Regarding the challenges in natural language processing (NLP) [17,26] address the specific challenges and opportunities in utilizing NLP techniques for fake news detection. These challenges include the detection of subtle linguistic cues, the identification of context-specific features, and the handling of noisy and unstructured text data. The surveyed approaches propose various NLP-based solutions, such as sentiment analysis, topic modeling, and stance detection, to effectively tackle these challenges. Ref. [17] focus more on preprocessing the text, conducting sentiment analysis, and applying topic modeling to uncover patterns indicative of fake news. They propose different action types depending on the problem each case is trying to solve and the quality of the insight (novelty or uncover patterns are not always fake news), while [26] cover a wider range of NLP techniques that have been employed in this domain.

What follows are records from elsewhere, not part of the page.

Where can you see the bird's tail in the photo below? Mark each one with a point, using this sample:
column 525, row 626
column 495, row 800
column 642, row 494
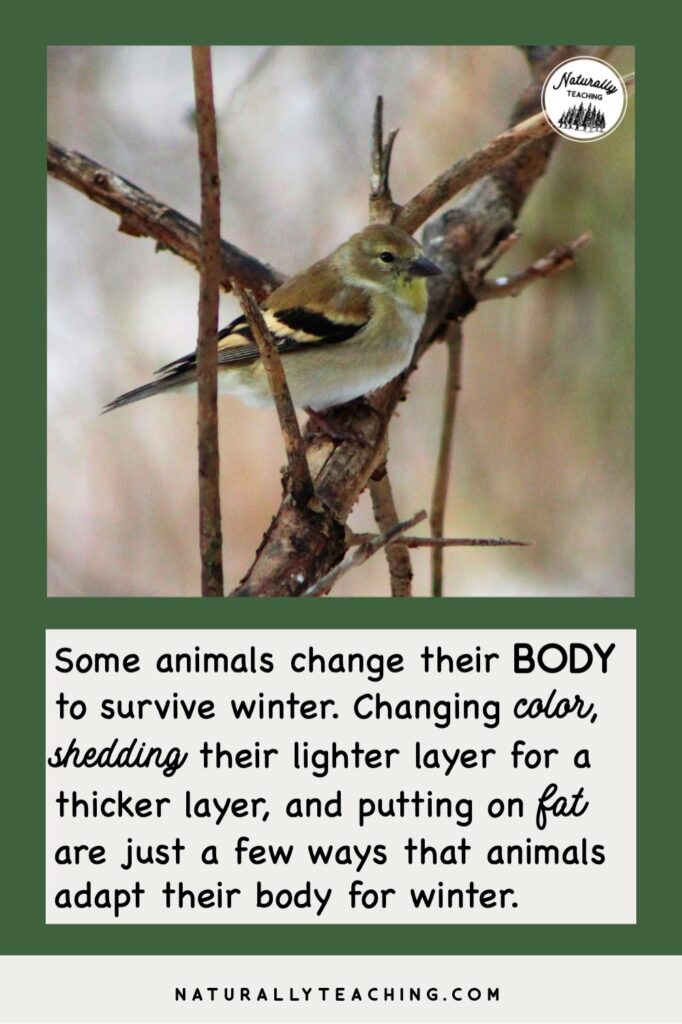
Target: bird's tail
column 168, row 383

Refs. [27,31] propose the use of ensemble learning techniques for fake news detection. These approaches combine multiple classifiers or models to improve the overall performance and robustness of the detection system. While [31] focus on utilizing ensemble learning techniques to detect and classify fake news, ref. [27] introduce novel ensemble methods or variations that aim to improve the accuracy and robustness of the detection process, specifically designing an ensemble method for fake news.

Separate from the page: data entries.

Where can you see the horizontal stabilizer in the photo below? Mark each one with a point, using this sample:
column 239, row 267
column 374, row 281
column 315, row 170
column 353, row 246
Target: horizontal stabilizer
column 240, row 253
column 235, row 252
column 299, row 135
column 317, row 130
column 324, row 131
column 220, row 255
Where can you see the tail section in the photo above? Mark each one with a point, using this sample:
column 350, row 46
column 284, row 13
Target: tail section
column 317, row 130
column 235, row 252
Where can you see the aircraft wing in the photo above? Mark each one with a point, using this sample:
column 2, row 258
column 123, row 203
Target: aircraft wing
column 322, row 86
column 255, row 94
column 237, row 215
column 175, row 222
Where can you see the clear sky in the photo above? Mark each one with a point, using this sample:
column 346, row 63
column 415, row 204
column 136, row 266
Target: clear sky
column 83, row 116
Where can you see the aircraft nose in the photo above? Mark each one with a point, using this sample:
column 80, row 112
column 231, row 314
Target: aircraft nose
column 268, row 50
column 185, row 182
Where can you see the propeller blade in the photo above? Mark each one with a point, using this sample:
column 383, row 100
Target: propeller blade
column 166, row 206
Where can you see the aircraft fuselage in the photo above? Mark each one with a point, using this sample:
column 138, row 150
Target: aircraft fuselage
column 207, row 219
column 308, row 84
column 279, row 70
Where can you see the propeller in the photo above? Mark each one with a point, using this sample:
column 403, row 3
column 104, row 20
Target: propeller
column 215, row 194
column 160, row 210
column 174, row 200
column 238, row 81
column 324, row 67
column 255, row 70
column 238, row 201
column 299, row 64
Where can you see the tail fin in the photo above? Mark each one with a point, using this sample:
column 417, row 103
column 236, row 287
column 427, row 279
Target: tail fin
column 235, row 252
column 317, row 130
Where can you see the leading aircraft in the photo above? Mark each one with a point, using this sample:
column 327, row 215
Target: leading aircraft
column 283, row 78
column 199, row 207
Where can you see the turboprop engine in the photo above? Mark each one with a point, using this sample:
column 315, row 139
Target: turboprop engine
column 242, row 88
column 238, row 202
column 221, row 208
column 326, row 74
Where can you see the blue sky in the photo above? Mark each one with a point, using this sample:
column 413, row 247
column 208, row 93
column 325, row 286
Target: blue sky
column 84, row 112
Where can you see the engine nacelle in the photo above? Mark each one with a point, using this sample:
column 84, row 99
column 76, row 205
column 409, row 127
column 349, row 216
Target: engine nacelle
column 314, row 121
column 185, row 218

Last, the article by [28] focuses on applying transfer learning techniques to fake news detection. It utilizes knowledge and models pre-trained on a source domain to improve the detection performance on the target domain. The approach involves transferring learned representations from the source domain to enhance the detection of fake news. While [29] propose a unified training process specifically for fake news detection. It focuses on fine-tuning a BERT (Bidirectional Encoder Representations from Transformers) model, which is a state-of-the-art language model, to improve its performance in detecting fake news. The approach involves a unified training pipeline specifically designed for fake news detection.

4. Discussion

In this section, we will discuss the results. There is a summary table, Table 3, with the pros and cons of each technique.

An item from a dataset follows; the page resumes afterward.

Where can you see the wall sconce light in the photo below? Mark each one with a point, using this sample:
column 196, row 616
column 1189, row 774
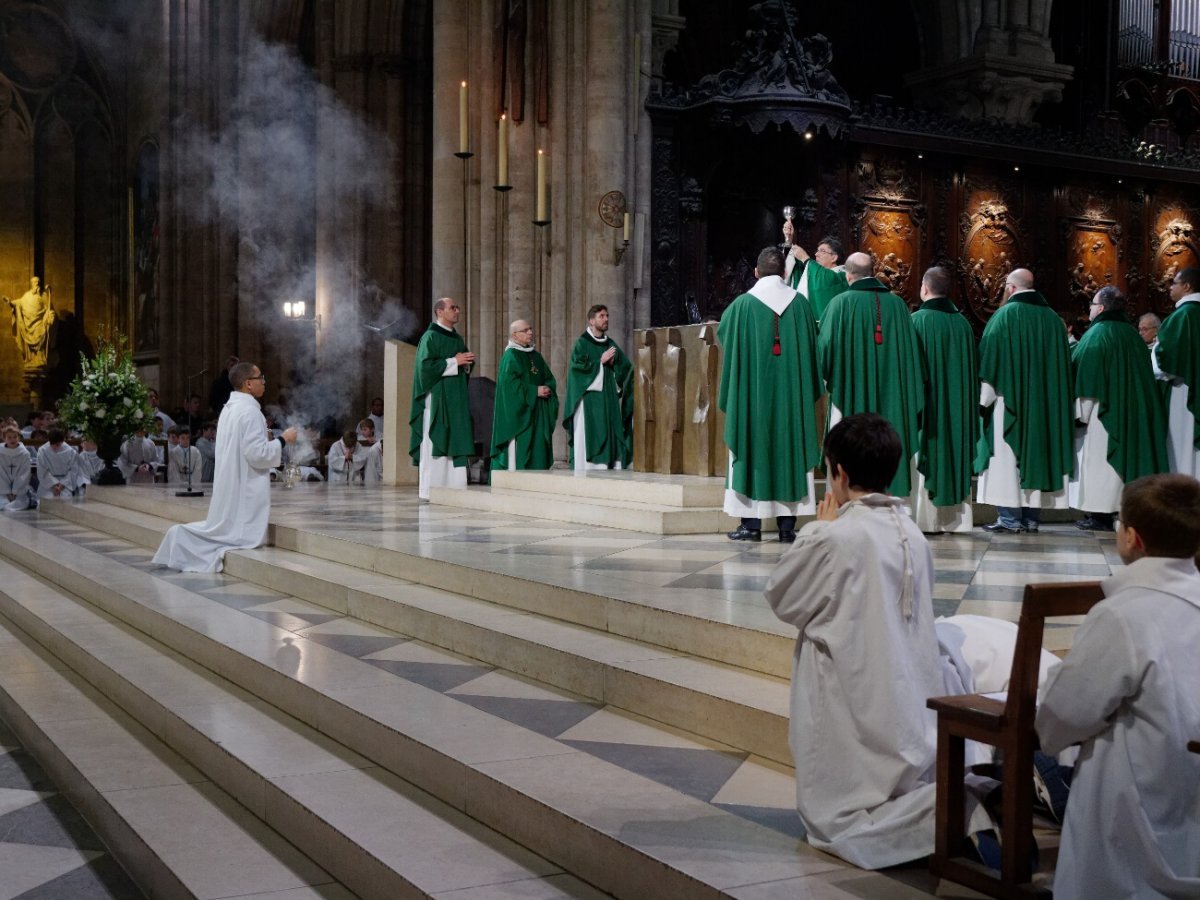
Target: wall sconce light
column 294, row 310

Regarding social media data mining, this approach is planned for leveraging the vast amount of data that are available on social media. It also allows for user behavior analysis and analysis of the network dynamic and can be very insightful when it comes to explainability. It would explain the expected behavior of specific users and how the networks and users evolve. However, even if it is designed to be able to ingest very big data volumes, the quality, availability (if you do not work in a specific social media), and reliability of the data are an issue for this type of technique. As the data may not be ideal, and taking into account that we are working with user data, the algorithms may struggle to distinguish new information or a post that went viral from fake news. Last, the fact that they deal with such a big volume of data makes the training of an algorithm computationally very expensive.
When it comes to deep learning or learning complex patterns in data, these algorithms have very big potential. This is great for this case scenario since it could learn semantic and contextual information about the data that are provided to the algorithm. In the case of geometrical deep learning, there is also the potential for learning relational and graph-based features. However, it is quite hard to get the labeled data that are needed to train these systems, and this could be very expensive since automated labeling does not necessarily fit all the cases here and human-labeled data (and the challenges that these techniques propose) may need to be addressed. On the other hand, these systems are also computationally expensive to train. And finally, the interpretability of neural networks is a known challenge. We may get good results but not be able to explain why or what is going on behind the scenes.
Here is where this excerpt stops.